Teen Will Write Book To Alleviate Bullying, Depression

Nick Roels has little time to get into trouble. When the national honor society member isn't playing baseball or one of ten instruments, he's writing a book of stories. The stories are non-fictional accounts of individuals who have dealt with one or more of the myriad of challenges often faced by teens, including drug use, bullying, depression, and thoughts of suicide. Roels said he hopes the book will help others who are dealing with these kinds of things.

The Redmond High sophomore is only fifteen, but he believes his book is what many teens need. A particularly poignant conversation with his friend spurred Roels into action. After the two had become close, he told Roels he was "done with his life," and that "no one really cared." He warned Roels and their other friends that they had one more day with him. He was going to kill himself.

"It wasn't just a cry for attention," Roels said. "It was a cry for help." By sensing the amount of emotion in his voice, and seeing a fresh wound on his lip, Roels knew his friend was in need of help. "When you friends talk to you, like actually talk to you," he said, "you can tell when something is wrong." When his friend didn't show up to school the day he planned to take his life, Roels and two other friends wasted no time in contacting a school administrator. Roels's friend's mother was then notified. To their relief, his friend was still alive, safe at home.

The scare was one of several instances that spurred Roels into action.

Another friend of Roels's, who is known for his nice demeanor and getting good grades, lost his driving privileges after the police found weed in his car. "He got involved with the wrong crowd," Roels said.

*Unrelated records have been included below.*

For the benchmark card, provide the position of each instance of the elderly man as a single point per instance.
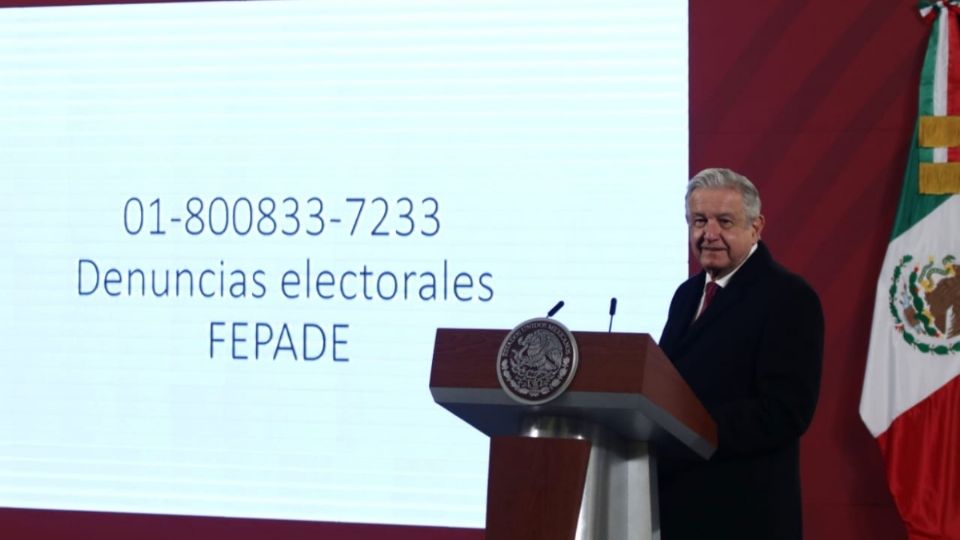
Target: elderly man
(747, 336)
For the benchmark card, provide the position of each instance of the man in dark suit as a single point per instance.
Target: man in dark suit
(747, 336)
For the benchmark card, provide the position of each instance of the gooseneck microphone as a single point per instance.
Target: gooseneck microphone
(613, 311)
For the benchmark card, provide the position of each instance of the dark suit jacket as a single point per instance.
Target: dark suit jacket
(754, 359)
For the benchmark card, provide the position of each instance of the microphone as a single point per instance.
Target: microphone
(613, 311)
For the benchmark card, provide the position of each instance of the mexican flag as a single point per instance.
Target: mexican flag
(911, 389)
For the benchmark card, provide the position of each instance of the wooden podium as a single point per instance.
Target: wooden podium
(582, 466)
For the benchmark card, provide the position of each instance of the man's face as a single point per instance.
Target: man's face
(720, 234)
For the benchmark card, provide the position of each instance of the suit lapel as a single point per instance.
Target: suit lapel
(727, 297)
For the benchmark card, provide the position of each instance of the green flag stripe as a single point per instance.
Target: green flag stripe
(915, 206)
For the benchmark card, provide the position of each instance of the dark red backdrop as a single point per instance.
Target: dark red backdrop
(814, 101)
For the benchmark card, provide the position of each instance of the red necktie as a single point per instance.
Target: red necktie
(708, 296)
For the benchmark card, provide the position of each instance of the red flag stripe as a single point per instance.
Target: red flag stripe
(922, 470)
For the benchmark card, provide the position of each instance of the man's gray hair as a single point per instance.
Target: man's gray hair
(725, 178)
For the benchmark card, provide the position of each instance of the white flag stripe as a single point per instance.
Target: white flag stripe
(899, 376)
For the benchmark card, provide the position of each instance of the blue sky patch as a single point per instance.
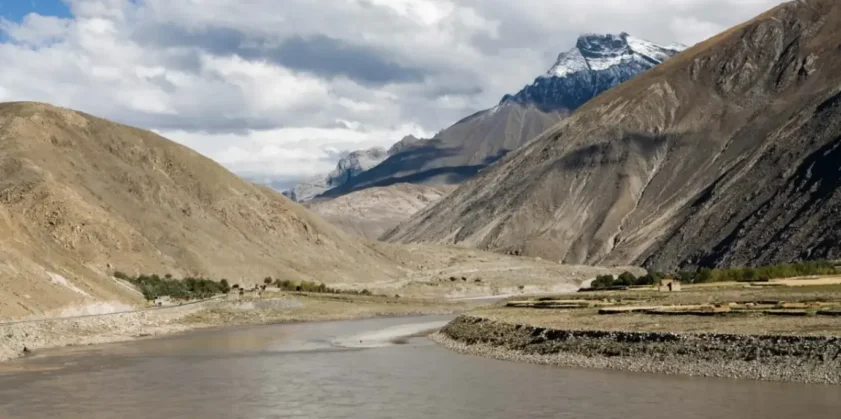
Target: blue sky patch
(16, 9)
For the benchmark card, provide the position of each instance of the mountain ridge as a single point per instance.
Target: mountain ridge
(478, 140)
(651, 171)
(82, 197)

When I asked Roels what he says to his friends when they start to lose their way, he said he "tells it like it is." For example, after his friend lost his car, he simply told him, "You're ruining your life." Roels said his friend saw the effects of his behavior, and changed it. On Thursday, he approached Roels with the idea of starting a club called Clean Teens, to help others the way Roels helped him.

"They know what they're doing is wrong," he said. "They just do it because of friends and because they can." Apparently, more than ten people have approached him, seeking his advice on how to avoid trouble.

"You have to make sure you're the support system," he said. "They need to know somebody out there cares."

I asked Nick how he manages to avoid getting into the kinds of trouble his peers are in. Without missing a beat, his mom interjected, "I'd kick his butt." She and her son laughed before he added, "Yeah, she'd kick my ass."

Nick's book should be ready for publication by mid-summer. The book has created a mix of emotion within Roels. He is excited about the project, but often has to remind himself to turn that energy into work. While he writes, he can't help but dread the inevitable editing process.

"I just want it to still be mine," he said. "It's my life, it's my friends' lives and it's other people's lives." He doesn't want any of it to be lost in someone else's edits.

Though the process is stressful, Roels is driven by the changes he's seen just by talking to those who needed a friend's advice.

The stories are important to Roels, because essentially, they are tools with which he can use to help people in the way he has helped his friends overcome suicide, and avoid drugs. "My friends are in this, and I want them in this." He said he was prepared to fight for his work if need be. He is confident that when it is done, it's going to be "a damn good book."